Due to increased amount of available documents in digital form, using of a method for digital documents processing has become crucial. The challenge of digital documents processing includes wide variety of problems and, in particular, a problem of author attribution is among them. The latter at the same time includes the following subtasks: author identification, verification, plagiarism detection, author profiling or characterization and others (Stamatatos, 2009). The problem of author attribution becomes extremely important because of wide distribution of anonymous, faked data in the network nowadays. It can be effectively used in computer forensics (Frantzeskou, Stamatatos, Gritzalis, & Katsikas, 2006) to identify author of a source code. In addition, this problem is significant in linguistic, criminalistics and historical research.

In this paper, the authors considered tasks of writer identification. The process of writer identification can be defined as determination of an author by general and particular texts' properties that form a writer's style. A special case of the author identification problem is the classification of documents by authorship. The latter can be stated given that an unknown author is one of the predefined set of candidates whose authorship cannot be disputed (Stamatatos, 2006a).
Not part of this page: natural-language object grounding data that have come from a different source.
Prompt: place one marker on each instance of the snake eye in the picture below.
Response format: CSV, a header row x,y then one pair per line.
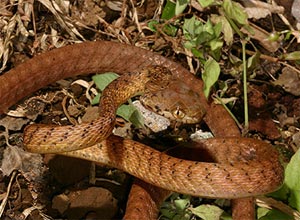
x,y
178,113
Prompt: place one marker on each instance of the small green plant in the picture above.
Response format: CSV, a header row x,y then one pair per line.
x,y
126,111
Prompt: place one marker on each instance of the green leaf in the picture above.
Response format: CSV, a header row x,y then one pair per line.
x,y
216,46
234,11
226,28
292,180
102,80
180,6
210,75
274,214
206,3
169,10
130,113
207,212
292,56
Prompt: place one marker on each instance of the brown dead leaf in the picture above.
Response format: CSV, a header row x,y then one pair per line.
x,y
289,80
28,164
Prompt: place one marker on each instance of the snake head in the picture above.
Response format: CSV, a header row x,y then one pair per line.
x,y
176,102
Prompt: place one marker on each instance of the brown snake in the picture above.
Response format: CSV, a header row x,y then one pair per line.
x,y
250,168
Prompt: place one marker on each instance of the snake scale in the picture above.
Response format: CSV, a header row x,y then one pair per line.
x,y
243,167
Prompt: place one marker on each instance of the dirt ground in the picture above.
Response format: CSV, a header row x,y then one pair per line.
x,y
58,187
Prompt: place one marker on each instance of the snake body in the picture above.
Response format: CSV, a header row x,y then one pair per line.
x,y
55,139
242,167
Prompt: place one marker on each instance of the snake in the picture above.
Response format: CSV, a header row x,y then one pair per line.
x,y
242,167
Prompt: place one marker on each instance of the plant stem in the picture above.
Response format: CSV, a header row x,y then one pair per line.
x,y
245,86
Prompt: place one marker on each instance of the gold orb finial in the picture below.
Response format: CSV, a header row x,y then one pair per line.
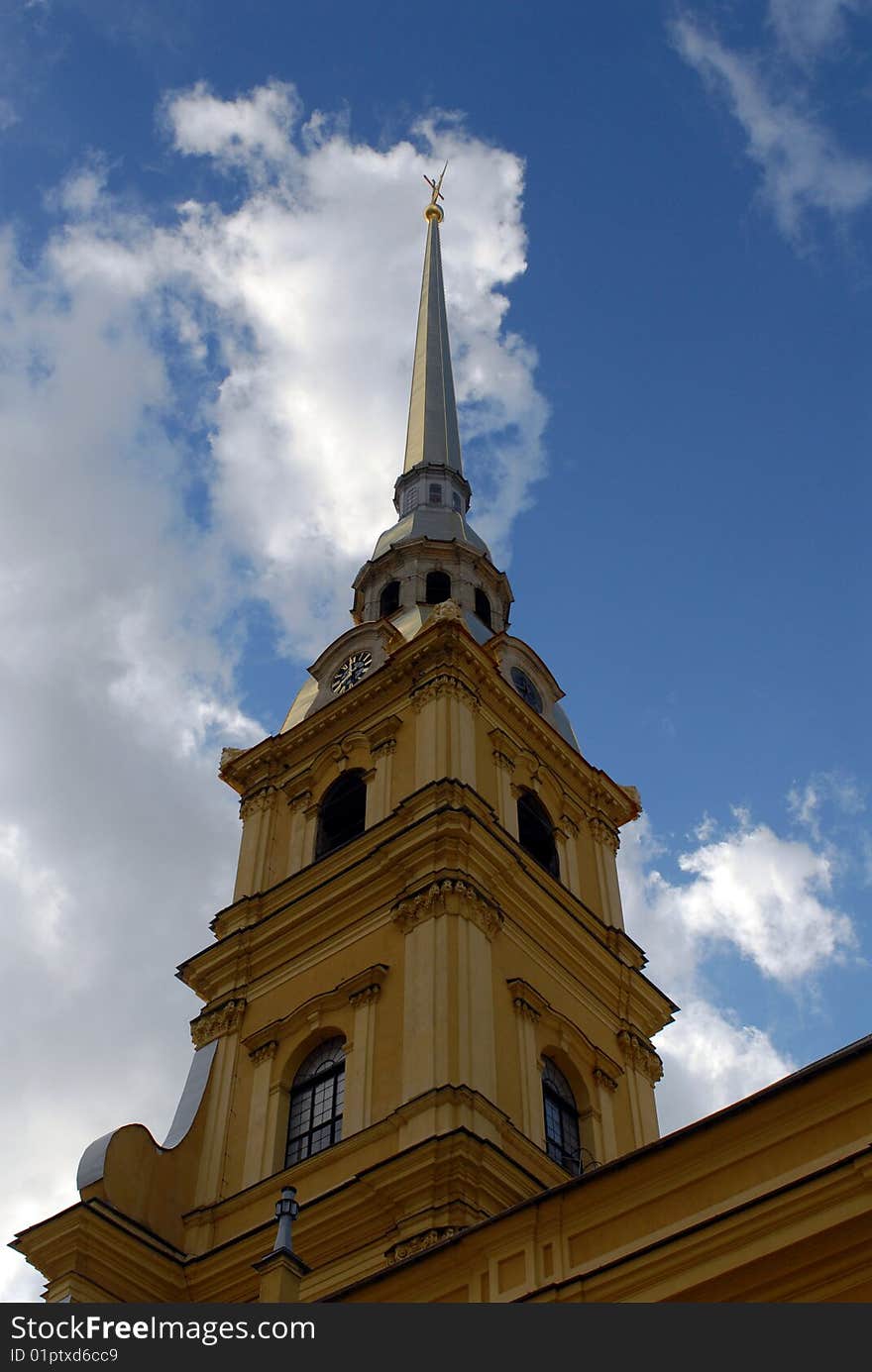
x,y
434,210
The writer's style is formed by extracting style marker (stylometric features) from their text (Keselj, Peng, Cercone, & Thomas, 2003). Extracting of the most style markers types require Natural Language Processing (NLP) preprocessing for their measurement which can be complicated and time-consuming. For example, calculation of word frequencies requires tokenizer, stemmer, lemmatizer, at the same time part-of-speech tagging needs tokenizer, sentences splitter, POS tagger, etc. However, there are simpler methods that do not need much preprocessing and are not less effective. For instance, today more and more researchers pay attention to N-gram approach. N-gram approach implies operating a text as a set of N character combinations. This approach does not demand sophisticated preprocessing of input text, sometimes only basic filtering is needed: removing spaces or/and punctuation marks. In addition, an important advantage of this approach is tolerance to spelling and grammatical errors (Cavnar, William, Trenkle, & John, 1994) because the proportion of mistaken N-grams relative to the total number of N-grams in general case is very small. One of the main issues of the approach is choosing appropriate method for solving the problems of author attribution.

Today, there are a large number of methods based on N-gram approach. In order to evaluate features extracted from texts and to build text attribution model based on them, the tools of mathematical statistics, probability theory, machine learning, pattern recognition and other ones are used. Selection of accurate and versatile method is an impossible task at the moment.
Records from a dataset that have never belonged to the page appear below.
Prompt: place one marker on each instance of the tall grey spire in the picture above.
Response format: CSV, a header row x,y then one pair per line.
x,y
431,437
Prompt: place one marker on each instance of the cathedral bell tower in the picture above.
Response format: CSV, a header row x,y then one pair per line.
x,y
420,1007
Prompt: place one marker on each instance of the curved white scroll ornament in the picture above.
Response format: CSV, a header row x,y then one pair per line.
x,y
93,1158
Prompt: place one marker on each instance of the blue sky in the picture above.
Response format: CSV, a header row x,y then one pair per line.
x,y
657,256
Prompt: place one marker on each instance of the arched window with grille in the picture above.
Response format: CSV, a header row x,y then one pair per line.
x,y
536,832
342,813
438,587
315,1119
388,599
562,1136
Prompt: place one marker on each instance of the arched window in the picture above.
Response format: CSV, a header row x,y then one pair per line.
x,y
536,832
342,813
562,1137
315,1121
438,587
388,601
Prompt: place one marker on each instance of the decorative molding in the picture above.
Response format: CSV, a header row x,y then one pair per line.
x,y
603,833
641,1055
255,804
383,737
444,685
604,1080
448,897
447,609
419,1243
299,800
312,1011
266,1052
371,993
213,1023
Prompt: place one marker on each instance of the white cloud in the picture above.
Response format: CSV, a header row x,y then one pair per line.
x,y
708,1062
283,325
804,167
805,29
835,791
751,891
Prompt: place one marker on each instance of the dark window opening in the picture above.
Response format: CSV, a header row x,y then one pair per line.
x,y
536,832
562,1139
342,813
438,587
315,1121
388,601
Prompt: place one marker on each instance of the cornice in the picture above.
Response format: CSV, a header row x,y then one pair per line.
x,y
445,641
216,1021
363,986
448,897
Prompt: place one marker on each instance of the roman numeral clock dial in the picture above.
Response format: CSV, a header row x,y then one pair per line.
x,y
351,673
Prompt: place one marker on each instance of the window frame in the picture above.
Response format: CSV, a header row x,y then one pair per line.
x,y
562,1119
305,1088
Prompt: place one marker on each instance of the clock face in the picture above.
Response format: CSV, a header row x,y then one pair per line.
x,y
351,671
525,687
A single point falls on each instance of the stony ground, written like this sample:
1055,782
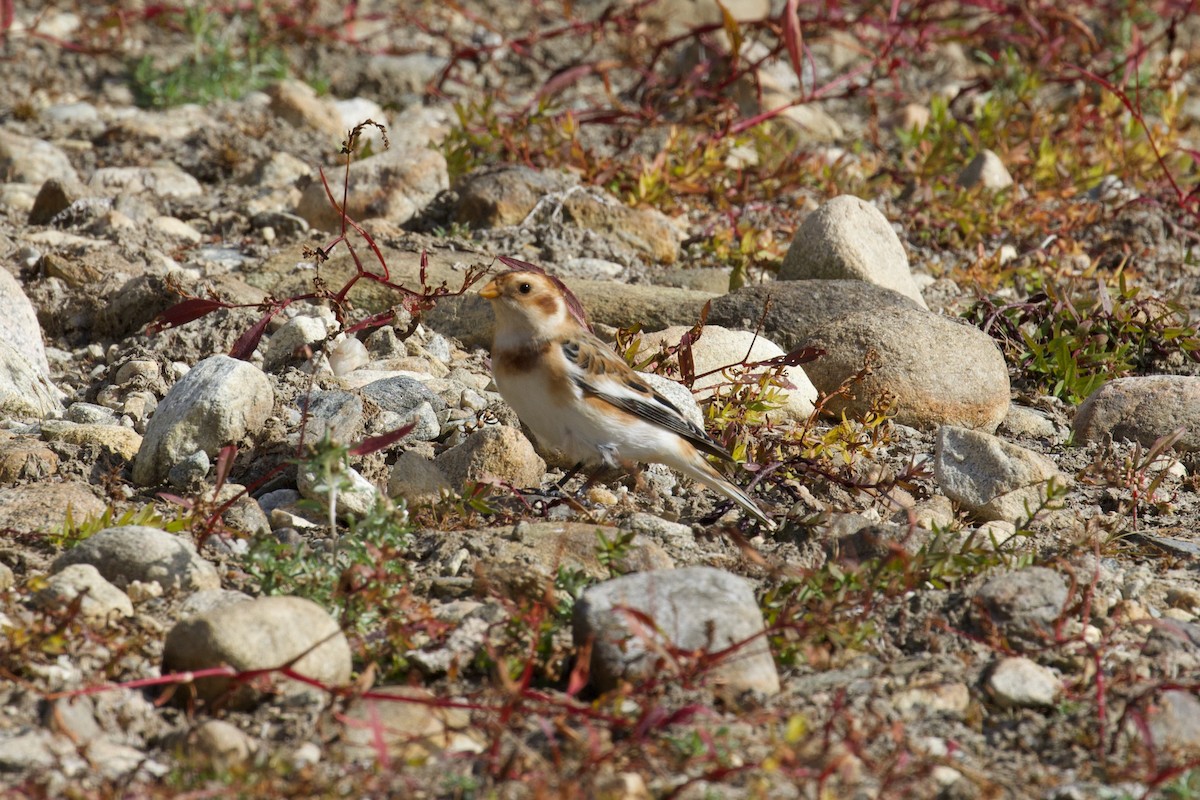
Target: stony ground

In this paper, the researchers discuss profile-based methods and compare some variations with each other. These methods use a concept of profile - formal representative of author's style which is the character N-gram distribution. A mapping between authors' styles and profiles is established and the problem is solved by comparing profiles (distributions) using a special metric function. The authors investigated four metrics: L1 measure and Kullback-Leibler divergence which were presented for authorship attribution task by Orlov and Osminin (2012), base metric of Common N-gram method (CNG) (Keseljet et al., 2003) and certain variation of dissimilarity measure of CNG proposed by Stamatatos (2007).

Examined metrics demonstrated good results in previous works, but its evaluation was obtained based on experiments conducted by different researchers on different corpora and with various parameters. This fact makes intuitive objective assessment of the considered metrics with respect to each other.

The obtained results for the letter frequency distribution method and metrics performance in the documents classification problem can also be used to identify the author of a computer program from a predefined set of possible authors. This task is important for code plagiarism analysis, proof of authorship (in court), tracing the source code left after a cyber-attack (viruses, Trojan horses, fraud etc.) (Frantzeskou et al., 2006).